Jeune homme, Buchman donna tout ce qu’il avait pour mettre sur pied un hospice pour garçons sans abri dans les taudis de Philadelphie. Le succès de cet hospice dépassa son budget et les six membres du conseil de direction insistèrent pour qu’il diminue la quantité de nourriture donnée à ses protégés. Il préféra démissionner plutôt que d’appliquer des réductions. Le ressentiment le rongeait. Sa famille désespérait de le voir revenir à la raison. Son travail était saboté par ce qu’il voyait comme le manque de vision des autres. Sa santé avait de loin dépassé le point de rupture. Plus tard, il a dit: « Partout où j’allais, je me retrouvais en face de moi-même ».

Au cours d’un voyage en Europe pour se refaire une santé, il épuisa les fonds que son père lui avait donnés et survécut grâce à la bonté de sa famille et la générosité de connaissances.

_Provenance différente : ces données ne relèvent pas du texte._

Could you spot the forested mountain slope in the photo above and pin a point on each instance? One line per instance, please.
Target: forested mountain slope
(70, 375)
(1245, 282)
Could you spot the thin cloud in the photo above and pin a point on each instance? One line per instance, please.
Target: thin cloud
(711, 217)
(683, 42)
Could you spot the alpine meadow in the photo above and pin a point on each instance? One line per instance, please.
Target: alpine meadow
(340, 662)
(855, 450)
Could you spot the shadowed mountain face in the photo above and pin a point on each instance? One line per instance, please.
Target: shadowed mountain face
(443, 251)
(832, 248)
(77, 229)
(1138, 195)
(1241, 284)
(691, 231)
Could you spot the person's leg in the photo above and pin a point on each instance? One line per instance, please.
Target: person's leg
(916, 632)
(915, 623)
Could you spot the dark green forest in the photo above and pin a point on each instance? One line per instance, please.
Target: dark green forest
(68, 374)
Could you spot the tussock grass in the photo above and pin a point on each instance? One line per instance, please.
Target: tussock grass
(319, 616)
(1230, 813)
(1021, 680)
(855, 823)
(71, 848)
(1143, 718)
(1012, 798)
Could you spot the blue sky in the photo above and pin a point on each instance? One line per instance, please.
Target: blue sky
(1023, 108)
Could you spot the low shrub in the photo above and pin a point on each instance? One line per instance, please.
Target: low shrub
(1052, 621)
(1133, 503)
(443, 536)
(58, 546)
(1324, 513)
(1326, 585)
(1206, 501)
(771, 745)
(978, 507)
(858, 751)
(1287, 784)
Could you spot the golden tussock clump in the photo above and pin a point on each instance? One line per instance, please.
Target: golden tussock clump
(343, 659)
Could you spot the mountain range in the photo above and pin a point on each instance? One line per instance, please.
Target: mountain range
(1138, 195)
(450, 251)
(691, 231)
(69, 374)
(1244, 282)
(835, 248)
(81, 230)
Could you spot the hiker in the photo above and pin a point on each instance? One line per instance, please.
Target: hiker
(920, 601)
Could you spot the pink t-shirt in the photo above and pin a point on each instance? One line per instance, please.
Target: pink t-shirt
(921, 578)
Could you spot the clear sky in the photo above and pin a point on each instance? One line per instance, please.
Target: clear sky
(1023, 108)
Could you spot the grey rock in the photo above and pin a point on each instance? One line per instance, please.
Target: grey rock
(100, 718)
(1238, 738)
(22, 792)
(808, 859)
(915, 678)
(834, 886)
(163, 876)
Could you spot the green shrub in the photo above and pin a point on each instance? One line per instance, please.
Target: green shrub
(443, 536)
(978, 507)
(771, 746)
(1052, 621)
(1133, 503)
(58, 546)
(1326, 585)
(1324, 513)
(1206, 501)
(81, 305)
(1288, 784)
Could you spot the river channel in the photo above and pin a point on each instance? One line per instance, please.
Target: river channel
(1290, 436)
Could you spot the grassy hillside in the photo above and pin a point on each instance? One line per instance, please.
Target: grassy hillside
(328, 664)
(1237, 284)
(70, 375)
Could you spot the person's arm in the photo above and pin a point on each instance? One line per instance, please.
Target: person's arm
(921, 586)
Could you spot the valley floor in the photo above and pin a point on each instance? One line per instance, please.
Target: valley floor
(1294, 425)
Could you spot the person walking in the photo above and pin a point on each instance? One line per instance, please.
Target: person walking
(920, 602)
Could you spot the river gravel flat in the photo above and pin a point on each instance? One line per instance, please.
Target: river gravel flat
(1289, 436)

Fatigué et découragé, il se rendit à une conférence évangélique à Keswick, en Angleterre, espérant entrer en contact avec F.B. Meyer, un pasteur célèbre qu’il connaissait, espérant en recevoir une aide spirituelle. Meyer n’y participait pas ; encore un plan qui échouait. Le 27 juillet 1908, le trentenaire Frank Buchman, pasteur luthérien de Pennsylvanie, se rendit avec 17 personnes pour écouter Jessie Penn Lewis prêcher sur la croix du Christ lors du culte de l’après-midi. Et c’est là que c’est arrivé. Alors qu’il était assis dans cette chapelle. « Il y a eu un moment de sommet spirituel concernant ce que Dieu pouvait faire pour moi. Je suis devenu un homme nouveau. Ma haine avait disparu… J'ai compris que je devais écrire six lettres à ces hommes que je haïssais. »

« Je vous écris » a déclaré Buchman, « pour vous dire que j’ai eu à votre endroit des sentiments peu aimables – j’ai réussi parfois à les surmonter, mais ils revenaient toujours. Nos idées peuvent différer, mais en tant que frères nous devons nous aimer. Je vous écris pour vous demander pardon et vous assurer que je vous aime et que je suis confiant que par la grâce de Dieu je ne parlerai plus jamais de vous en termes méchants ou de façon désobligeante. » Ces lettres d’excuse ont engendré une révolution en Frank Buchman, une révolution qui donna naissance aux Alcooliques anonymes.

Ce soir-là, on présenta à Frank un jeune homme de Cambridge, qui en entendant l’histoire de la transformation morale de Buchman prit la décision de changer sa propre vie. Ainsi que l’a décrit Buchman, « C’était la première personne parmi mes connaissances que j’avais mis face à face avec cette expérience capitale ». Pendant la moitié du siècle suivant, Buchman consacra sa vie à démontrer qu’une expérience de Dieu était possible pour chacun et en tout temps, quelle que soit sa race, sa religion, sa classe sociale ou sa nationalité. 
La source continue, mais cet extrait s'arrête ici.